Afghan president sees stability in new NATO relationship
By SLOBODAN LEKIC | STARS AND STRIPES Published: December 1, 2014
BRUSSELS — The coming launch of NATO’s training and advisory mission in Afghanistan will mark a new phase in Kabul’s relationship with the alliance that will bring peace and stability to the country, Afghan President Ashraf Ghani said Monday.
The newly elected president, who was making his first visit in that role to alliance headquarters on Monday, thanked NATO for all it had done for Afghanistan during the combat mission due to end this month.
The alliance first assumed responsibility for security in the country in August 2003. More than 3,400 NATO troops have died and more than 30,000 have been wounded during the ongoing war with Taliban insurgents.
“What brings us together is a compelling phase of mutual interests,” Ghani told NATO Secretary-General Jens Stoltenberg during the welcoming ceremony. “We hope that the new phase will bring stability and prosperity to our people and security to the world.”
NATO foreign ministers are due to meet Tuesday to approve an executive directive that will formally launch the new advisory mission known as Resolute Support.
Afghanistan’s parliament recently ratified two security pacts with the United States and NATO that will provide the legal basis for the new mission.

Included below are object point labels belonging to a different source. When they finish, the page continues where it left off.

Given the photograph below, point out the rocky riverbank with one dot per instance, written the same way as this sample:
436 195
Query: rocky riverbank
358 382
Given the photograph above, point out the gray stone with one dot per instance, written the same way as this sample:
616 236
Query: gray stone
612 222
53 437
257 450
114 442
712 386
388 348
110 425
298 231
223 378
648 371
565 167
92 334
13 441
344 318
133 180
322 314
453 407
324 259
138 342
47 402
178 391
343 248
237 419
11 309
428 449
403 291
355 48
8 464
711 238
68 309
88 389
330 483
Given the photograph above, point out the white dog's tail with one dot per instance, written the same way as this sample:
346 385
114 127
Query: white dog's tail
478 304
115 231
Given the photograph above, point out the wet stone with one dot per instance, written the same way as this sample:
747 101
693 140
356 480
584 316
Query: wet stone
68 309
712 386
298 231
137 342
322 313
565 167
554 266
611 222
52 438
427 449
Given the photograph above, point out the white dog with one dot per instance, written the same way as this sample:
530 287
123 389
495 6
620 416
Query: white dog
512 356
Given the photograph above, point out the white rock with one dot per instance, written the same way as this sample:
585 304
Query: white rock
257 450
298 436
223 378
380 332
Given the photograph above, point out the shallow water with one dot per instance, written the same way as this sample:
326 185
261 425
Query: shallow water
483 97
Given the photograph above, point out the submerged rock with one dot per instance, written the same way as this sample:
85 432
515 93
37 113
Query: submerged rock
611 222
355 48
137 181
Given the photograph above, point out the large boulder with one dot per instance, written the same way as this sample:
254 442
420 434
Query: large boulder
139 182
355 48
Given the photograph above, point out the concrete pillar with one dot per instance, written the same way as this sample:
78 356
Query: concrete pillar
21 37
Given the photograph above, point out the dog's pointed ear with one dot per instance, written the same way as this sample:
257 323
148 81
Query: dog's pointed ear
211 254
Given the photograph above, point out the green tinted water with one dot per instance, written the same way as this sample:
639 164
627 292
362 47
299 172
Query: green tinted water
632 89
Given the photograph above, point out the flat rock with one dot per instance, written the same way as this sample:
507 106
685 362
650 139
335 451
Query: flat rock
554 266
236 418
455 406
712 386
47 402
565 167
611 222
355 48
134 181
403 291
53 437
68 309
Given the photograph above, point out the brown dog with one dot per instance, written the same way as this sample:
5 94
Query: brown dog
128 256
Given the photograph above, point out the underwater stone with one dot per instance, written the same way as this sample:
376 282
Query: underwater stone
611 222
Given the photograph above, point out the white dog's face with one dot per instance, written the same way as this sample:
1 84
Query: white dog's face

“We now have in place what we need to move forward with our new mission ... to train, advise and assist the Afghan National Security Forces from Jan. 1, 2015, and build on our common achievements,” Stoltenberg said. He pledged to continue financial support for the Afghan security forces.
The previous administration of President Hamid Karzai had repeatedly delayed concluding the agreements, which do not allow for the prosecution of foreign troops by Afghan courts.
Abdullah Abdullah, the Afghan cabinet’s chief executive, who accompanied Ghani, said that the problem had now been solved and the legal framework for the follow-on mission was complete.
Washington has already pledged nearly 10,000 troops — mainly trainers and advisers — along with a contingent of anti-terrorism forces. NATO is expected to contribute about 2,000 more troops.
NATO officials said a force-generation conference would be held at the alliance’s military headquarters in Mons, Belgium, where member nations will commit the additional forces.
Most alliance countries are expected to pledge troops to the new mission, officials said.
American officials have indicated that the U.S. might commit up to 1,000 more troops to help with the NATO mission, which has fallen short of its manning targets, jeopardizing its postwar plans.
Taliban insurgents, who have launched a spate of attacks in recent months against the Afghan security forces, have said they will continue fighting until all foreign forces leave the country.